La Switch 2, symbole d'une ère où les lancements de consoles ont perdu leur magie
Je n'oublierai jamais l'excitation insupportable que j'ai ressentie ce matin de mes 7 ans. Nous étions en 1998, et Pokémon était le phénomène mondial, surtout pour un écolier comme moi. Problème : je ne possédais ni carte ni jeu, et surtout pas de Game Boy. C'était le seul cadeau que j'avais demandé, et je savais que je l'aurais. Je me souviens avoir passé la moitié de la nuit éveillé, incapable de dormir, imaginant ce à quoi ressemblerait le jeu. Au petit matin, j'entendais mes parents et ma sœur préparer les décorations en bas. C'était un jour d'école, mais ils ont accepté que j'ouvre un cadeau avant de partir : une Game Boy neuve et Pokémon Bleu. J'ai vécu des moments similaires avec ma N64, ma PS2 et même ma Xbox 360. À chaque fois, l'excitation était différente mais tout aussi intense. Je n'ai plus ressenti cela depuis la Switch originale. Aujourd'hui, après avoir testé la Switch 2 que j'apprécie beaucoup, je comprends pourquoi.
Ma première réaction a été de mettre ce manque d'enthousiasme sur le compte de mon âge. Je suis un adulte dont le métier est de parler de jeux vidéo, il est normal que la magie s'estompe. Mais après un mois avec la Switch 2, j'ai réalisé qu'il y avait autre chose. Pour la première fois depuis le passage de la NES à la SNES, Nintendo propose une console qui est littéralement une suite. La Wii et la Wii U avaient des différences fondamentales. La Switch 2, elle, est simplement une Switch plus puissante. Certes, il y a quelques ajouts sympathiques comme les contrôles souris et la caméra, mais Nintendo ne prend pas de risque créatif. Même interface, des jeux Switch améliorés, un design légèrement retravaillé... Rien de mal en soi, mais cela explique pourquoi j'oublie souvent que je joue sur une nouvelle console.
Avec des améliorations graphiques minimes et la multitude de jeux cross-gen, difficile de retrouver l'excitation des générations passées. Mes souvenirs des premières heures avec la Game Boy ou la PS2 restent gravés parce que ces consoles étaient radicalement nouvelles. Nous sommes désormais dans l'ère des mises à jour à la PC, sans véritable sentiment de nouveauté.

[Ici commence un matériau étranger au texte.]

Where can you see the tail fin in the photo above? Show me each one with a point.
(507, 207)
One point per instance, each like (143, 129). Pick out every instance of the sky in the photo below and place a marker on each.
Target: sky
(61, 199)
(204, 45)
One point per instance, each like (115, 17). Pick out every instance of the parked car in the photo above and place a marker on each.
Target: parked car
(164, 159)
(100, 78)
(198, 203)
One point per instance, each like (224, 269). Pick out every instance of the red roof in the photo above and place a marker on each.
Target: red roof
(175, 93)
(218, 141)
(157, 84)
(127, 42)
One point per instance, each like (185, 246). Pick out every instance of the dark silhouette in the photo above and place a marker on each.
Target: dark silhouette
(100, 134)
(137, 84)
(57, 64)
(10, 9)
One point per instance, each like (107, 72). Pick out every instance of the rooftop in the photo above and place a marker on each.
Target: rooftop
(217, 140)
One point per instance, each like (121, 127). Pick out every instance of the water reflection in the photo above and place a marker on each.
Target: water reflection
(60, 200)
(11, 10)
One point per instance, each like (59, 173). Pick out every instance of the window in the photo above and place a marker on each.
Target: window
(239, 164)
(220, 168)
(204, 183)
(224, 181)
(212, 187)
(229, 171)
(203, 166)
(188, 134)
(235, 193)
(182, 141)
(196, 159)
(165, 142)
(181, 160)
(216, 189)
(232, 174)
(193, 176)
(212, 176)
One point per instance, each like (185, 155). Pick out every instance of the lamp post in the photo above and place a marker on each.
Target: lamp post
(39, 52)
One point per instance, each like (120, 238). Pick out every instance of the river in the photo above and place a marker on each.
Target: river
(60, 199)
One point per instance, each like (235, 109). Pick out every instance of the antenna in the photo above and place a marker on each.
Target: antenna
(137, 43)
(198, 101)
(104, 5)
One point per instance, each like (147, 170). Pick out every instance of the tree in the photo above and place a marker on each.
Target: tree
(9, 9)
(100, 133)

Cela me rappelle une citation souvent attribuée à Henry Ford : "Si j'avais demandé aux gens ce qu'ils voulaient, ils auraient répondu des chevaux plus rapides". Nous disons tous vouloir la même chose, mais en mieux - des chevaux plus rapides - et c'est exactement ce que nous obtenons. C'est bien, mais un cheval plus rapide n'est pas aussi excitant qu'une voiture.
Je sais que la nostalgie joue un rôle dans ce sentiment. Comme pour les vieux jeux, nous idéalisons nos souvenirs de consoles neuves. Je n'aurai plus jamais 7 ans, dans la maison de mon enfance, jouant à Pokémon avant l'école sans aucun souci. Je ne pourrai plus sécher les cours pour jouer à Kingdom Hearts toute la journée sur ma nouvelle PS2. Mais je crois qu'il y a une vraie perte quand toutes les nouvelles consoles, même chez Nintendo, jouent la sécurité : même manette, même interface, peu d'exclusivités, des améliorations graphiques mineures. D'un point de vue commercial, c'est logique. Mais je déplore le fait de ne plus pouvoir créer des souvenirs aussi puissants.